Blacklists is what the user understands
"Simple signature based detection" was *never* good enough for reliable protection against malware, because even a trivial change (i.e., the creation of a new variant) could bypass it.
Unfortunately, it is the only kind of protection that the average user can understand, maintain and use. A scanner tells the user "no, you don't have a virus" or "yes, you have a virus, do you want me to remove it?". As opposed to that, a heuristic analyzer says "This file could contain a virus". Well, does it, or does it not? A firewall says "svchost.exe tries to communicate over port 1900". What the heck does that mean? An integrity checker says "File foo.exe has been modified". Did a virus do that - or was it the Windows Update? A behavior blocker says "msvc.exe tries to write to Bar.exe". Is that a virus or a compiler? And so on.
The proper way to protect against malware is to implement defense in depth - by using a combination of all available techniques.

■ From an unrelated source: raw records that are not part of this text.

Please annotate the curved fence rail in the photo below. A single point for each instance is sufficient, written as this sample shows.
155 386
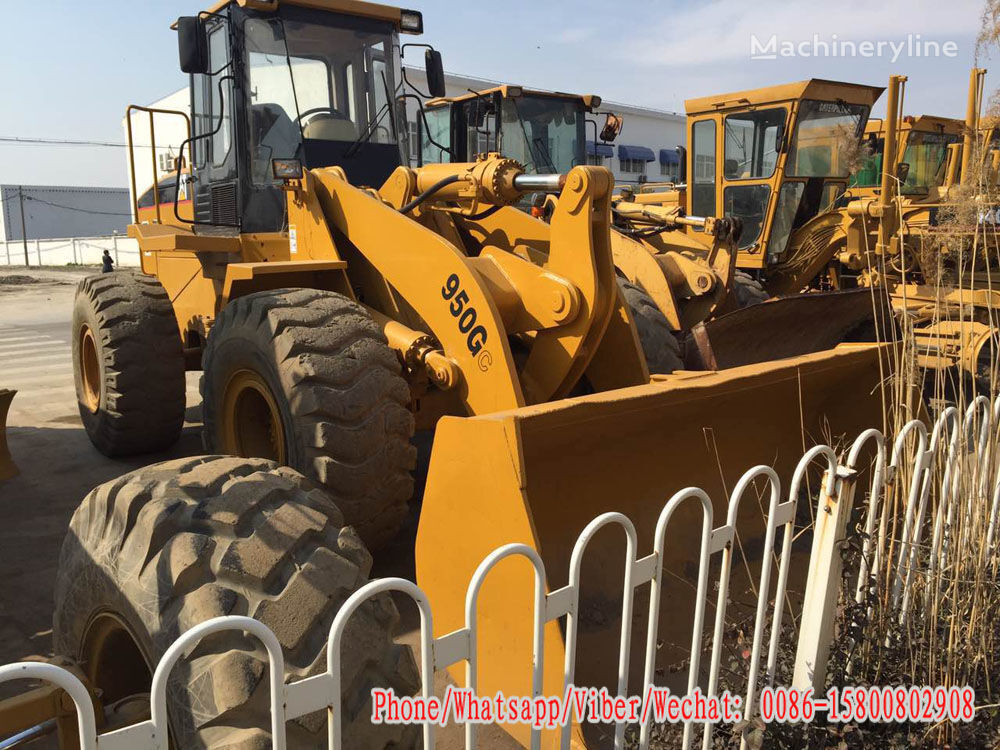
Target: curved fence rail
957 452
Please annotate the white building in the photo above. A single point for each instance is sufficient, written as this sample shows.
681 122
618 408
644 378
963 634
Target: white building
645 150
45 212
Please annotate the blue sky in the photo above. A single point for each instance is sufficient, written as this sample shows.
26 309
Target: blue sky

Unfortunately, the average user can never do that. Whitelisting is not a panacea. Nothing is. Some techniques like that are applicable in a very small set of restricted environments, with competent security administrators and where security is more important than convenience. The rest of the world will happily keep using scanners.
Nothing has changed in this aspect for the past two decades. Two decades from now, it will be the same - people will keep using scanners, scanners will fail to protect them adequately, and some "experts" will keep pushing their pet alternative panaceas which almost nobody will use.